В одном конце парка по обеим сторонам широкой лестницы стояли бюсты вождей мусульманского Ирана, поразительно похожие друг на друга: своего рода советское искусство для парка культуры, порожденное мусульманской революцией.
Как когда-то в коммунистических странах выхолощенные газеты печатали лишь новости о других коммунистических странах, точно так же в англоязычной тегеранской “Таймс” освещались в основном “вести мусульманского мира”. Между ними время от времени попадались события местного значения, как то: суд над тремя террористами из организации “Муджахиддин-э-Хальк”, дефицит запчастей в нефтяной промышленности из-за торгового эмбарго США, падение валютного курса.
Разумеется — и это ни для кого не было секретом, — тут не обходилось без цензуры. Особой суровостью отличалась цензура книжная. Книги подвергались досмотру не в рукописи, не в верстке, а после выхода всего тиража. Это заставляло авторов воспитывать в себе внутреннего цензора, бдительного и пристрастного. Но как тут ни изворачивайся, как ни пытайся обойти все препоны и рогатки, все равно любой мог попасть впросак. Скажем, музыка — дозволительна она или нет? На сей счет мнения расходились. А шахматы — вдруг это азартная игра, и на нее следует наложить табу? Но наконец аятолла Хомейни объявил, что в шахматы играть дозволяется, и его слово стало законом.

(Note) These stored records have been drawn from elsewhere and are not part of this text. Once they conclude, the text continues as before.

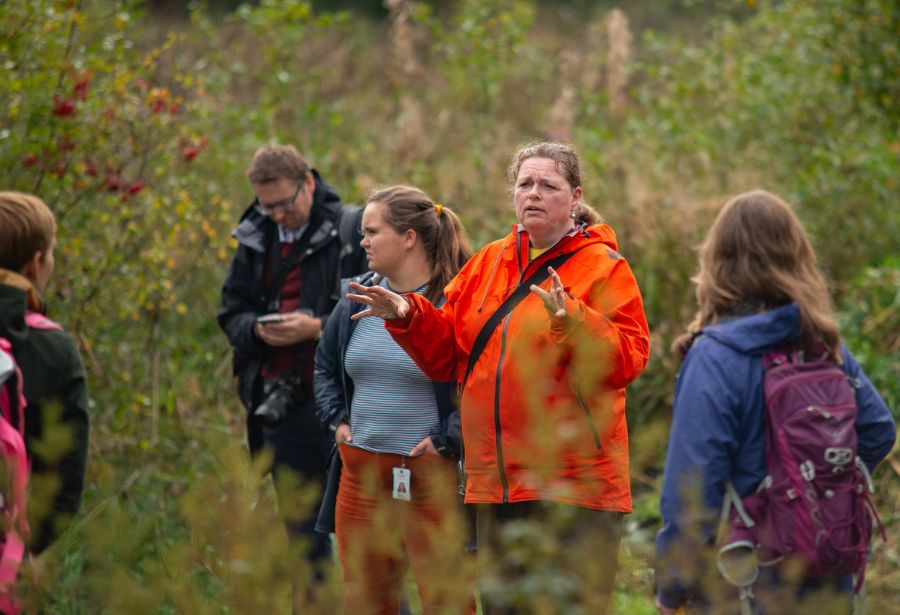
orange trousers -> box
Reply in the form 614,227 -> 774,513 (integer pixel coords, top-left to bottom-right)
335,443 -> 474,615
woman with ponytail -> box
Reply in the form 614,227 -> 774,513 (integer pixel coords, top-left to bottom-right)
314,185 -> 473,614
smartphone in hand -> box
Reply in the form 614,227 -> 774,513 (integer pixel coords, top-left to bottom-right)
257,313 -> 286,325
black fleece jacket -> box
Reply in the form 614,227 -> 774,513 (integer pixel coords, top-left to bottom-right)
0,273 -> 89,555
217,170 -> 367,454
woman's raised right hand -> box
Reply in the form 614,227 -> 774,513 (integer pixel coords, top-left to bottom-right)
347,282 -> 411,321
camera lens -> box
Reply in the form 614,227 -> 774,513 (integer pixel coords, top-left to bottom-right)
254,386 -> 293,424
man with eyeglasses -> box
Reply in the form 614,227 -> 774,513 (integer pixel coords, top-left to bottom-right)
217,143 -> 367,595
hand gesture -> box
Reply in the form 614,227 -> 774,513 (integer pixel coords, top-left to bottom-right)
347,282 -> 411,321
256,311 -> 321,346
530,266 -> 567,319
409,436 -> 438,457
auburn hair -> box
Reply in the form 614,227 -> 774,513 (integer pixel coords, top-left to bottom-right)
0,191 -> 56,272
674,189 -> 840,359
366,185 -> 472,305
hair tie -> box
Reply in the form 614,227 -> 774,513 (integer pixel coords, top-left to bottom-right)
434,203 -> 443,217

Лифты с облезлой позолотой на дверях без конца барахлили. Иногда после ремонта они вдруг начинали с грохотом и скрипом ездить вверх-вниз по шахте, вовсе не останавливаясь на этажах. Кондиционер у меня в комнате сломался. “Хараб”, — сказал портье, что означало: не работает, и все. Я хотел было настоять, чтобы кондиционер починили, но вмешался Мердад. Он вытребовал для меня комнату с видом на горы, на северной стороне, куда не попадало послеполуденное солнце.
Теперь в ясные дни я видел из окна, как легкие тени от облаков скользят по голым бурым склонам, сдвигая и раздвигая хребты, углубляя ущелья, меняя очертания отрогов. В пасмурную погоду горы выстраивались рядами, как декорации, постепенно бледнея в глубине сцены. На тусклом их фоне пологие желто-бурые холмы на переднем плане словно придвигались еще ближе и делались четче и рельефнее. Трава, то ли скошенная, то ли выжженная солнцем, иногда начинала неожиданно мягко золотиться на их склонах. Деревья доходили только до подножий, выше зелень резко обрывалась. Некоторые из самых ближних холмов выглядели неестественно плоскими: видимо, их специально разравнивали под стройплощадки.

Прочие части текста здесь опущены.